Товарищ сверкнул глазами на доктора, как рассерженный кот, но все же опустился на стул. Книга ему мешала, и он положил ее на колени, а на нее – фуражку. Доктор Бергман тем временем выдвинул ящик, уверенным жестом извлек оттуда несколько страниц, исписанных мелким стремительным почерком, усмехнулся чему-то и, развернувшись в кресле, стал возиться с замком небольшого сейфа, который стоял позади его стола. Опалин терпеливо ждал.
– Итак, – сказал доктор Бергман, разворачиваясь к столу, – тело находилось в сравнительно хорошем состоянии, возраст 20–23, причина смерти… – Тут он прервался и стал листать свои бумаги.
– Ему горло перерезали, – не удержался Опалин.
– Вас интересуют мои соображения по этому поводу? – колюче прищурился Бергман.
– Да, – честно ответил Иван. – За этим я и приехал.
Доктор Бергман вздохнул.
– В убийстве участвовало как минимум двое человек, – сообщил он. – Один, предположительно физически очень крепкий и высокий, схватил сзади жертву за руки. Второй перерезал горло. Все произошло очень быстро, Кирпичников не успел среагировать, иначе края раны не были бы такими ровными. И да, если вас интересует, второй – левша.
Опалин вытаращил глаза:
– А откуда…
– Я же сказал: тело хорошо сохранилось. По характеру некоторых повреждений, которые незаметны для невооруженного глаза, многое можно понять. На теле не было сапог, очевидно, их стаскивали в спешке – один разрезали. Питался Кирпичников в основном неважно, но при этом в желудке обнаружены остатки котлеты де-воляй. А еще я нашел там вот это.
И он положил на стол кольцо с бриллиантом, который сверкнул, словно подмигивая присутствующим.
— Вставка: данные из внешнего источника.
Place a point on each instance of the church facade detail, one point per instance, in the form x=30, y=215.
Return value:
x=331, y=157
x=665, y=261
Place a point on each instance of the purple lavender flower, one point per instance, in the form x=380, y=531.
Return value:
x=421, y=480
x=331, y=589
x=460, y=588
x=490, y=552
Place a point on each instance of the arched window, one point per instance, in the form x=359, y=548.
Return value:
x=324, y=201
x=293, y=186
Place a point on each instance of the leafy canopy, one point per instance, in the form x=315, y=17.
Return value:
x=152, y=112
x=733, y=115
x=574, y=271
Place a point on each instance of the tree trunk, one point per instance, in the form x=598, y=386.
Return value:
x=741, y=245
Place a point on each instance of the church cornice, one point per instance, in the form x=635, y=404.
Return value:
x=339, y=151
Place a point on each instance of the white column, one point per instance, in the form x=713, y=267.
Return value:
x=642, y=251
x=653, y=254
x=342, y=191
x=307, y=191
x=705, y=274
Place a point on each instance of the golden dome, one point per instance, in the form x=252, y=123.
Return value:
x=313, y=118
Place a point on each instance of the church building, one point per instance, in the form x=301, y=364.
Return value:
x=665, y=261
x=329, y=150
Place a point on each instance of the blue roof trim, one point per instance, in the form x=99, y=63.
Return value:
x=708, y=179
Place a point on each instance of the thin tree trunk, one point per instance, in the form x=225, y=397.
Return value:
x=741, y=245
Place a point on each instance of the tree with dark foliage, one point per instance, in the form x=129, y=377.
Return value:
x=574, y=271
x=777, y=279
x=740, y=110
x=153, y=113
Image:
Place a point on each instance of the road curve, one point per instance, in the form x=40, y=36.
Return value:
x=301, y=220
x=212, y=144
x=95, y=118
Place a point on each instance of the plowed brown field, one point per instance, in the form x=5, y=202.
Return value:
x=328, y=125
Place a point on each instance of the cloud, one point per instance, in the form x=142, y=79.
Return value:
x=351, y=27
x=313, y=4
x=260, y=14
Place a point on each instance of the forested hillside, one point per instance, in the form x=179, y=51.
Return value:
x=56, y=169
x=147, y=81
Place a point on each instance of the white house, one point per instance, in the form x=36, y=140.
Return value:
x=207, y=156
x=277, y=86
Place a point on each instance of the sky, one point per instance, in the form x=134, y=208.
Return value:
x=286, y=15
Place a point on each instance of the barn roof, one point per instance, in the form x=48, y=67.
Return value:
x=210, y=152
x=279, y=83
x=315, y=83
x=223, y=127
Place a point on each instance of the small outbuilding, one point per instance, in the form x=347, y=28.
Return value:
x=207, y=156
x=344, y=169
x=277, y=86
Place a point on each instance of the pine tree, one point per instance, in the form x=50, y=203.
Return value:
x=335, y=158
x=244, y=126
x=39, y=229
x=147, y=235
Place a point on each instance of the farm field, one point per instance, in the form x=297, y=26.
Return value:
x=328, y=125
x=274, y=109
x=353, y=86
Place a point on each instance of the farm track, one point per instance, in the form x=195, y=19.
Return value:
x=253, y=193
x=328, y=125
– Это было в желудке? – пробормотал Опалин.
– Совершенно верно.
Иван потянулся за кольцом, покрутил его в руках. Женское, судя по размеру, и, конечно, дорогое. Бриллиант в нем кажется не таким уж большим, но как он играет, как завораживает… И тут помощник агента вспомнил кое-что и понял. Словно маленький кусочек мозаики встал на свое место – и Опалин увидел, точнее, угадал всю картину, хотя она была собрана менее чем наполовину.
– Доктор, – объявил он, чувствуя необыкновенное воодушевление, – вы… Это поразительно, честное слово. Вы… как это говорится… гений, да?
Мы все любим, когда нам отдают должное, и доктор Бергман не был исключением. День у него выдался непростой: студенты раздражали нелепыми вопросами, новый ассистент путал инструменты, и вообще ни черта не задалось – а тут, глядите-ка, явился сопляк из угрозыска, держа под мышкой словарь (доктор разглядел заголовок и даже узнал издание) и без всяких церемоний произвел его в гении. Но ошибкой было бы думать, что расположение такого человека, как Бергман, можно снискать лестью.
– В моей работе нет ничего гениального, – усмехнулся он. – Рад, что сумел вам помочь.
– Скажите, доктор, – начал Опалин, вспомнив кое-что еще, – а вы могли бы взглянуть еще на один труп?
– Взглянуть? – переспросил Бергман, вздернув брови. Он находил это слово неуместным в применении к своей работе, хотя ему случалось в силу опыта действительно называть точную причину смерти и время ее наступления по одним внешним признакам, еще до вскрытия.
– К вам вчера привезли одно тело…
– Их много сюда привозят. Кто именно?
– Мужик… гражданин, которого откопали на пустыре за заставой. При нем была вещь, довольно приметная. Для опознания вроде как удобно, но… мне надо знать наверняка, что это он. Может, он убил кого-то, подбросил свою вещь и сбежал. Понимаете, о чем я?
– А, кажется, я видел вашего покойника, – протянул Бергман, припоминая. – Тот, которого в ящике нашли?
– Он, он!
– Так просто его не опознать, он пролежал в земле не меньше трех недель. Приметы какие-то особые у вашего гражданина есть?